Like I mentioned in a previous post, the much smaller HOM.UN did what I described above between 2019 and 2021. They called it a "Capital Recycling Program":
- Sold 39 properties (8,136 apartment units) for proceeds of $760M.
- Used proceeds to purchase a smaller number of newer buildings in the suburbs of rapidly-growing markets (Austin, Houston, Dallas).
- Reduced weighted-average age of the portfolio from 29 years to 11 years, thus reducing capex spending.
CAR.UN appears to have started doing something similar:
Recent Press Release: TORONTO, June 21, 2022 (GLOBE NEWSWIRE) --
Canadian Apartment Properties Real Estate Investment Trust (“CAPREIT”) (TSX:CAR.UN) announced today that it has completed the sale of two properties in Scarborough, Ontario and two properties in Ottawa, Ontario totaling 793 apartment suites. The two portfolios were sold for total consideration of $200.1 million, well above current IFRS values.
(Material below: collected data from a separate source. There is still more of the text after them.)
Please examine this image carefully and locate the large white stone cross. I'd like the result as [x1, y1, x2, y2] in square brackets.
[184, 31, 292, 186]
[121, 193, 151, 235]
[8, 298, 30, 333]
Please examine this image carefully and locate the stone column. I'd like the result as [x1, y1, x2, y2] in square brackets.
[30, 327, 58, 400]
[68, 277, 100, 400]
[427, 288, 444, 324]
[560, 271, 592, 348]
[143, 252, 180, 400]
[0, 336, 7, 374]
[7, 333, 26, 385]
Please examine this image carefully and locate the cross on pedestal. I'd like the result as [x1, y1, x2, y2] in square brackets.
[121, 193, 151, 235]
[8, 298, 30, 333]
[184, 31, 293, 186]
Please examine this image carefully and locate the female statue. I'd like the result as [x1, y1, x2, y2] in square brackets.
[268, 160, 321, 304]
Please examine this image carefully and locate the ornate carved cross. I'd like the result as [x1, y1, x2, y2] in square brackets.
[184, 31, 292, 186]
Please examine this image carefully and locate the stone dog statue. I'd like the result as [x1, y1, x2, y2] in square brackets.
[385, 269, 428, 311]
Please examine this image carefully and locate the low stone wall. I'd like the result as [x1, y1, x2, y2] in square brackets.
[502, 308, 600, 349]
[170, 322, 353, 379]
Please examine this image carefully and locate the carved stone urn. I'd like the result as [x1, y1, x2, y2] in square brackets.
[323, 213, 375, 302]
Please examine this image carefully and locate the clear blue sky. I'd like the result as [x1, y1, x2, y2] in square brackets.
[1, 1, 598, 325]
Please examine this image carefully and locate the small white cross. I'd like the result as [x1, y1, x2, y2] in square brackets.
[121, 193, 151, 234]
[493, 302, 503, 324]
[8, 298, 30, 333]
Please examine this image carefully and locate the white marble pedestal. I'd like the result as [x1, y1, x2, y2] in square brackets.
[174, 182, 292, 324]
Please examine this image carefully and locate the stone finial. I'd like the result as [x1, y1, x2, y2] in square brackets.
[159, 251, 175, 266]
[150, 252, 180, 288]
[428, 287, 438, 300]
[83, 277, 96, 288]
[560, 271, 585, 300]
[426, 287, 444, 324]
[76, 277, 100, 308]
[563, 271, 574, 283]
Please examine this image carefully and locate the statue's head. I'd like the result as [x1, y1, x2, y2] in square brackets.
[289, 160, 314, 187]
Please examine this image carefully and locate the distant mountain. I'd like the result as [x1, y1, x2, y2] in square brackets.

Existing mortgages on the sold properties totaling approximately $57.8 million were either repaid or assumed by the purchasers.
CAPREIT also announced today that on May 4, 2022 it acquired a brand-new, luxury property containing 36 apartment suites and 76 townhomes in Kanata, Ontario, a major suburb close to Ottawa with immediate access to the Trans-Canada Highway. Occupancy at the property was 98.2% at closing. CAPREIT paid $43.7 million for the property, funded by the assumption of an existing 2-year $26.5 million mortgage incurring an attractive 2.4% interest rate, with the balance funded by CAPREIT’s Acquisition and Operating Facility.